Elle ne souhaite pas parler ici de victoire. "Je considère que quand on est élu, on doit obéir à la loi. Nous étions plusieurs à penser, avec Alexandre Loffet, plusieurs conseillers communaux ou des citoyens, que le Code de la démocratie avait été détourné" (par le vote d'une motion de méfiance mixte visant à la destituer, elle et son échevin, et installer une nouvelle majorité PS-MR-CDH-Nouveau Verviers avec Jean-François Istasse comme bourgmestre). Et la plus haute juridiction administrative vient de lui donner raison.

La bourgmestre sortante, qui va donc pouvoir retrouver son bureau à l'Hôtel de ville dès lundi - le temps de permettre à Jean-François Istasse de faire ses cartons- dit-elle, fait appel "à tous les membres du conseil communal pour que, dans cette situation de crise sanitaire à gérer, on se dise stop aux montages juridiques pour installer une nouvelle majorité et que l'on avance dans les projets importants pour Verviers". "Le échevins peuvent aussi dire stop à leur parti, en disant 'on essayé de faire un montage, on n'a pas réussi et la décision du Conseil d'Etat doit être respectée'". Et de poursuivre: "Pour des raisons politiques, on a profité de ma faiblesse pour me faire tomber, mais le Conseil d'Etat vient confirmer qu'on ne peut pas tout faire", pointant une tactique orchestrée, entres autres, par le député fédéral et conseiller communal Malik Ben Achour PS, qui convoiterait le siège mayoral aux prochaines élections.
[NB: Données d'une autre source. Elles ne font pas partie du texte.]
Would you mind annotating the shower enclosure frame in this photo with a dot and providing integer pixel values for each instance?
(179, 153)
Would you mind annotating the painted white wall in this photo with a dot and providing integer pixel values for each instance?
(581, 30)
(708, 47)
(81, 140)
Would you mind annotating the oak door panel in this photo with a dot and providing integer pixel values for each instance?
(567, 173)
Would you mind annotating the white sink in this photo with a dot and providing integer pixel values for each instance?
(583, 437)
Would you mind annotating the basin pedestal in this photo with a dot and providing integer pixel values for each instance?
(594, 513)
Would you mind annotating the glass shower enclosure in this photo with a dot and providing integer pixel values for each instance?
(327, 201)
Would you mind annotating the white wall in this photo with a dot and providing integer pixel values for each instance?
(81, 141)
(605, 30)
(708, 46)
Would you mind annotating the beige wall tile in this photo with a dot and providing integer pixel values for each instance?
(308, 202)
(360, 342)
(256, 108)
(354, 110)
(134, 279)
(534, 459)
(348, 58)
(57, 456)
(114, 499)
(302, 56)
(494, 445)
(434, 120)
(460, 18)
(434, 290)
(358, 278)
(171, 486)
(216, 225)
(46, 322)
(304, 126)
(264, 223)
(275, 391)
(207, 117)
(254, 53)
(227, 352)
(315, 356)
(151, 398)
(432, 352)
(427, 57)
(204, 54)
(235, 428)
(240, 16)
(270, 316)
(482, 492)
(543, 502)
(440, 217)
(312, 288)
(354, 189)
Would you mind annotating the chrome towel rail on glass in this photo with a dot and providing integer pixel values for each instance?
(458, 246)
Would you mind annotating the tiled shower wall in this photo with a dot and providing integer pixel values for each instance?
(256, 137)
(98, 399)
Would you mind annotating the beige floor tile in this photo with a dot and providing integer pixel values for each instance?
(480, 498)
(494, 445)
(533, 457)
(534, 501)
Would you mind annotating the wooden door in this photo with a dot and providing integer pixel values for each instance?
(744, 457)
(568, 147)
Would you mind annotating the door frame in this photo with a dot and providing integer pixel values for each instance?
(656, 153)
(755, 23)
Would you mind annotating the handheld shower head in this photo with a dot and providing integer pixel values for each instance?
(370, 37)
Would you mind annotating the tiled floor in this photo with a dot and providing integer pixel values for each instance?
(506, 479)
Elle appelle désormais à ce que les membres de l'ancien collège puissent retravailler ensemble dans le calme, "entre adultes", pour le bien de Verviers et des Verviétois. Un collège est d'ailleurs prévu cet après-midi, à 16h30, avec l'ensemble des échevins de l'ancienne majorité (PS-MR-Nouveau Verviers) installée après les élections de 2018, au cours duquel "on va refixer les compétences". C'est donc reparti pour un nouveau jeu de chaises musicales. On se demande par ailleurs quelle sera l'ambiance entre les ex-dissidents et les toujours fidèles de la bourgmestre...

"Le seul parti valable à prendre c'est celui de Verviers"

L'échevin MR du Développement territorial et franc-tireur Freddy Breuwer, qui a jusqu'ici affiché plus de neutralité quant aux événements déroulés, a communiqué ce vendredi à l'annonce du verdict, invitant les conseillers communaux à penser au bien de Verviers, en dehors des jeux particratiques : "L'arrêt vient de tomber. Le Conseil d'Etat invite manifestement à un sursaut démocratique. Et invite à réfléchir à l'esprit comme à la lettre du Code de la démocratie (CDLD). Aucune voie juridiquement critiquable ne peut désormais être envisagée. Il incombe aux 37 conseillers communaux élus par l'ensemble des citoyens vervietois, de décider en dehors des jeux particratiques, ce qui est démocratique et bon pour Verviers. Le seul parti valable à prendre c'est celui de Verviers. La Bourgmestre Muriel Targnion réunit le Collège dès aujourd'hui à 16 heures 15. Je m'y rends bien décidé à permettre à la ville de fonctionner comme il se doit et à faire en sorte que les projets prioritaires pour son redressement puissent avancer plus rapidement".